With that understanding... what does science actually know about gender? Well, we know very little about how gender works in our brains at a biochemical level. We understand hormones and anatomy fairly well. Genetics... Not nearly as well as people think. That doesn't mean trans people's experiences aren't real, just that we don't know how it all maps to brain chemistry. GCs love to latch onto this hole in our scientific understanding as if it proves something. It doesn't. It just means there's something we don't understand yet.

Back to that thing I said about asking questions... Even though we don't have a complete working model of the brain chemistry of gender, there are two things we know with striking clarity:

  • Transgender experiences are real and substantially different from cisgender experiences. There are specific experiential markers that trans people have and cis people never do.
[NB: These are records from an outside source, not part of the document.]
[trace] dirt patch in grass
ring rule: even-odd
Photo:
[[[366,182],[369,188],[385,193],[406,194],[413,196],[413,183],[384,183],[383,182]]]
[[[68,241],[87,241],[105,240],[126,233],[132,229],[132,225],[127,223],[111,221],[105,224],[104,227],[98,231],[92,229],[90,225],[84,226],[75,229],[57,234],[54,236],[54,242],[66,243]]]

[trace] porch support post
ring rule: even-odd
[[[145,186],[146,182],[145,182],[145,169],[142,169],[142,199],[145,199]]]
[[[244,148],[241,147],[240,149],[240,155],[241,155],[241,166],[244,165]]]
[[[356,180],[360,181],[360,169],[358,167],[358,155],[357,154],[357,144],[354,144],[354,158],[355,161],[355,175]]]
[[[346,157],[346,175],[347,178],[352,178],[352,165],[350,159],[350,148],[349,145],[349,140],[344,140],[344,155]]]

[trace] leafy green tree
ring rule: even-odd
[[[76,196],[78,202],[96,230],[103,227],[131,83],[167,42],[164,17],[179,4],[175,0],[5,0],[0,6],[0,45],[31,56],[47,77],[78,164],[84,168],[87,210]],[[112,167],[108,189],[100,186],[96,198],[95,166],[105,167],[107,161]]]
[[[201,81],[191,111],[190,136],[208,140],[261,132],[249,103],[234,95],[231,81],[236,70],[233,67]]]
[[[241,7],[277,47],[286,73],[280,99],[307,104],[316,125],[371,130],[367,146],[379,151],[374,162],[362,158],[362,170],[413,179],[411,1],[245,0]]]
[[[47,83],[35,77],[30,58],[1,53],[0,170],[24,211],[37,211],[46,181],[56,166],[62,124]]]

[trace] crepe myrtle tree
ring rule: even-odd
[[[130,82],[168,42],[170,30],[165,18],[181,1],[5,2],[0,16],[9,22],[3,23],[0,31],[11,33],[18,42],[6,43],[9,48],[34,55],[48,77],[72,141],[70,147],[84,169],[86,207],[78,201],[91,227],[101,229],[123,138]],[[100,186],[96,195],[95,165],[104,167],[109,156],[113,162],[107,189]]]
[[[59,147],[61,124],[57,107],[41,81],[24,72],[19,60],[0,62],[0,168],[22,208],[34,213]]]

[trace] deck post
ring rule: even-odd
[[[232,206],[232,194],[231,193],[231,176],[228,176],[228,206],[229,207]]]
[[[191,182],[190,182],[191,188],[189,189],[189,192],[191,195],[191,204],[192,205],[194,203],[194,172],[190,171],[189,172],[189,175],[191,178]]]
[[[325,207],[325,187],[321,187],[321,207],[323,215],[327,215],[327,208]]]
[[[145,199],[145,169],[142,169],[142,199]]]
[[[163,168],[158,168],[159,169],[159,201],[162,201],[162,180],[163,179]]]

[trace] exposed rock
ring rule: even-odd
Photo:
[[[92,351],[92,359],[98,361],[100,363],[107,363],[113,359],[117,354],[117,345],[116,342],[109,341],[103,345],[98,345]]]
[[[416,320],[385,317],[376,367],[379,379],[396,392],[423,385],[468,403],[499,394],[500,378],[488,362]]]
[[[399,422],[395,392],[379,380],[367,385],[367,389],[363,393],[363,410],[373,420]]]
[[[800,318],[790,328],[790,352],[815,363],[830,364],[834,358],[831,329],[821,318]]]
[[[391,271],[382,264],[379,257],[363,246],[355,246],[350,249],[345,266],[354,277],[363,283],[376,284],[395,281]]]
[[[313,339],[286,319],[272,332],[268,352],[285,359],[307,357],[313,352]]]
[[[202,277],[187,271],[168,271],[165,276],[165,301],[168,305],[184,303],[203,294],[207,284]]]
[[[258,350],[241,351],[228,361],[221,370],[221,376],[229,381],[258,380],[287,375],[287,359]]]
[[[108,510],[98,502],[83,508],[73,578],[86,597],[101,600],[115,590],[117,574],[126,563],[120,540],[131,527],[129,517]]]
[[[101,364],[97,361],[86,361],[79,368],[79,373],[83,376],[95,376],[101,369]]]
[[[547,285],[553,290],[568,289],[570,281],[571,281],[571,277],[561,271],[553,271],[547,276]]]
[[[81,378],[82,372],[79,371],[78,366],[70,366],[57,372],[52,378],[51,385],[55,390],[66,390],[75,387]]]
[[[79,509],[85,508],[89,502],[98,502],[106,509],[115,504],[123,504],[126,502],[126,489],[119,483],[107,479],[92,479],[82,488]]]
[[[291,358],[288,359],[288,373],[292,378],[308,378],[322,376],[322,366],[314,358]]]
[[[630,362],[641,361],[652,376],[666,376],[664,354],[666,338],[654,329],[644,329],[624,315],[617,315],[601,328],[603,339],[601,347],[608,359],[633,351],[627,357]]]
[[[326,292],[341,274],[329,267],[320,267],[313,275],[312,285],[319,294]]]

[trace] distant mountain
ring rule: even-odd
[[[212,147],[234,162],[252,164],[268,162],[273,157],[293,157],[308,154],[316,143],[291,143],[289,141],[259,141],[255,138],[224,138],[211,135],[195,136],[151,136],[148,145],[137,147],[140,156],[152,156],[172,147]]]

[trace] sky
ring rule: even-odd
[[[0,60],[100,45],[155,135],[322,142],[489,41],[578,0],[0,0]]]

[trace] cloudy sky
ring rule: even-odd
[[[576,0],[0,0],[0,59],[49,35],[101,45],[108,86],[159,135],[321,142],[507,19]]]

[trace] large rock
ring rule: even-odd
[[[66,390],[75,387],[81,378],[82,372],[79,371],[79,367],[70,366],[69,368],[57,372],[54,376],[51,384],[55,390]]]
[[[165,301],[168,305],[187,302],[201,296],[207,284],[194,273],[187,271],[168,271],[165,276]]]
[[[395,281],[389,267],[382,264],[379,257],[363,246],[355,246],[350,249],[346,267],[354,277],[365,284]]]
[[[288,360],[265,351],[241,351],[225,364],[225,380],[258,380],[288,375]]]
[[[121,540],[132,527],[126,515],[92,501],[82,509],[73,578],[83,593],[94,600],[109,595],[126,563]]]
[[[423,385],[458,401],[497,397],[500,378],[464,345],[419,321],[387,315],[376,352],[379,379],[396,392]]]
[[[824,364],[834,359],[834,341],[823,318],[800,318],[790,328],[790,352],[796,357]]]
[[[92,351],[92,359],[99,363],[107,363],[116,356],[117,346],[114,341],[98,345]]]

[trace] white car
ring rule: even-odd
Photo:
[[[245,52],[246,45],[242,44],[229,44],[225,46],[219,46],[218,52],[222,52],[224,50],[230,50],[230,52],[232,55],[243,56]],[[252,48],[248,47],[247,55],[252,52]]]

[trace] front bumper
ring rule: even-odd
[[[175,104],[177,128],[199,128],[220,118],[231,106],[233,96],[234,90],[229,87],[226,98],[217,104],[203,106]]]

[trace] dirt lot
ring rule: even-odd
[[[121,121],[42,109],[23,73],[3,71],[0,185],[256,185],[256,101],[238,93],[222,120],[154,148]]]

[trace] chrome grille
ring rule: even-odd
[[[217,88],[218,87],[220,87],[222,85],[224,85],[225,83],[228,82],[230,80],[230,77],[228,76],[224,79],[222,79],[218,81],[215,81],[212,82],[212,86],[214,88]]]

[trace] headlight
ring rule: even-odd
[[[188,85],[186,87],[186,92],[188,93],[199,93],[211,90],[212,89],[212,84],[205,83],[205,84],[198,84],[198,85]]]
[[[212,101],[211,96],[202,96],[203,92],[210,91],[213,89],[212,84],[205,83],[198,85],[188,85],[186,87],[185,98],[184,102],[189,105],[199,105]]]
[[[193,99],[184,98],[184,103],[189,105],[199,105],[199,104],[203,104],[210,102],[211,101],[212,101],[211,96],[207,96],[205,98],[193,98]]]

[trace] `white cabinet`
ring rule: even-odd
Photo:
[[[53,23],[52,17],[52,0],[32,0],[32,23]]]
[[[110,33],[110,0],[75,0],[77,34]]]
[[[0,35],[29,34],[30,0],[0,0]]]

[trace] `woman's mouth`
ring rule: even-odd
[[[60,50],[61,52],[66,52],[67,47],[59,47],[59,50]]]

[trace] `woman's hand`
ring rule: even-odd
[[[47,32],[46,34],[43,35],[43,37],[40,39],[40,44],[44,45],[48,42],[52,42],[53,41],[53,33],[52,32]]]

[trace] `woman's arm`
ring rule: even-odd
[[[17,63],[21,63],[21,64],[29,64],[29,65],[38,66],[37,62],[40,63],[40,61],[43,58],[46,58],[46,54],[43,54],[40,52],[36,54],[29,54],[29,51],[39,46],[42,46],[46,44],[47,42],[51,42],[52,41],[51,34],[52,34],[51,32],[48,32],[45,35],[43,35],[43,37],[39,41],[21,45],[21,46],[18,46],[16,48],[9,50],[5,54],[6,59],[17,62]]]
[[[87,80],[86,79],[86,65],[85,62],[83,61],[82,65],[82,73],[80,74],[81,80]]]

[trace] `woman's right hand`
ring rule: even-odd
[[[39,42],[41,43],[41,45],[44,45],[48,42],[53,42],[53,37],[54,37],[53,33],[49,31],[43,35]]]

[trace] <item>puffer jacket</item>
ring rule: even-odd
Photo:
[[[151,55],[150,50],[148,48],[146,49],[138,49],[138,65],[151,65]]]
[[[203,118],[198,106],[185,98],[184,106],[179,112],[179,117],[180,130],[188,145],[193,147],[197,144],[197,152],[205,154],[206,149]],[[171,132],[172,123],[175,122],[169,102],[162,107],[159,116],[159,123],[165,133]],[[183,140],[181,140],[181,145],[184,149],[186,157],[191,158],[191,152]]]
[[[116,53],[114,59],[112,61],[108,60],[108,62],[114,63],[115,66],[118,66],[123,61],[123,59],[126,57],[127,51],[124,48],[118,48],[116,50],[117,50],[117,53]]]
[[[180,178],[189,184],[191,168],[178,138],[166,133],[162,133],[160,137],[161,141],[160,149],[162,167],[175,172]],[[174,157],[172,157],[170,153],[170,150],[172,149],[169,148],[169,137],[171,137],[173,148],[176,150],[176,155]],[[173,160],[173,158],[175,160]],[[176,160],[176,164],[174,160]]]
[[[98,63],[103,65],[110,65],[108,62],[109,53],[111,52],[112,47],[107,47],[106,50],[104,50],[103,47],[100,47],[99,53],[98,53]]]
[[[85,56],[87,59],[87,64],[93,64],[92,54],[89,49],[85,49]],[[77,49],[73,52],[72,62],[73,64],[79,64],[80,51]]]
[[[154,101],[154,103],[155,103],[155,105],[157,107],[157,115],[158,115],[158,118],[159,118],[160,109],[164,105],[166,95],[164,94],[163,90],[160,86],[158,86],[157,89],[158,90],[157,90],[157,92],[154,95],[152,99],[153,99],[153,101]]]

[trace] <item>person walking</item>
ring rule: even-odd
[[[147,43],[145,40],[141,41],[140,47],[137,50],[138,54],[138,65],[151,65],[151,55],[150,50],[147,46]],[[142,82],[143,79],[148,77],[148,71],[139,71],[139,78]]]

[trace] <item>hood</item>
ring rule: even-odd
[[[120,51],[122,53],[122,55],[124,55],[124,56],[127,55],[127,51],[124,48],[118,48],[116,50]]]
  • For transgender people, access to transition, both social and medical, substantially improves their quality of life. There are more studies on this than I can count at this point using several different metrics for "quality of life".

  • That's what we know. We may not know everything there is to know about gender but we know those two things. But that second thing is precisely what GCs can't handle. People tweaking with gender freaks them the hell out. So they deny the data. They deny the things we do know with 99.9% certainty and instead rush back to their crappy first principals arguments to try and prove that their fear of the icky people is rational.

    It's not. Rational people follow the data.

    @faithisleaping Reasoning from first principles has a certain Aristotelian cachet among supposedly smart people but it's purely "garbage in, garbage out." You can argue your way to anything like that, which is what they do.

    But yeah, an argument I often make is it doesn't MATTER how trans identities work, any more than it matters where homosexuality comes from. We have tons of evidence of what improves trans people's quality of life and that's all that matters.

    @gwynnion Yup. That's literally all that matters.

    Don't get me wrong, I'd love it if we understood how gender works at a brain chemistry level. I'd love it if we understood why one hormone leaves your brain in a fog while the other brings out the sunshine.

    But we don't understand that yet so we go with what we know and what we know is that transition makes trans people's lives better.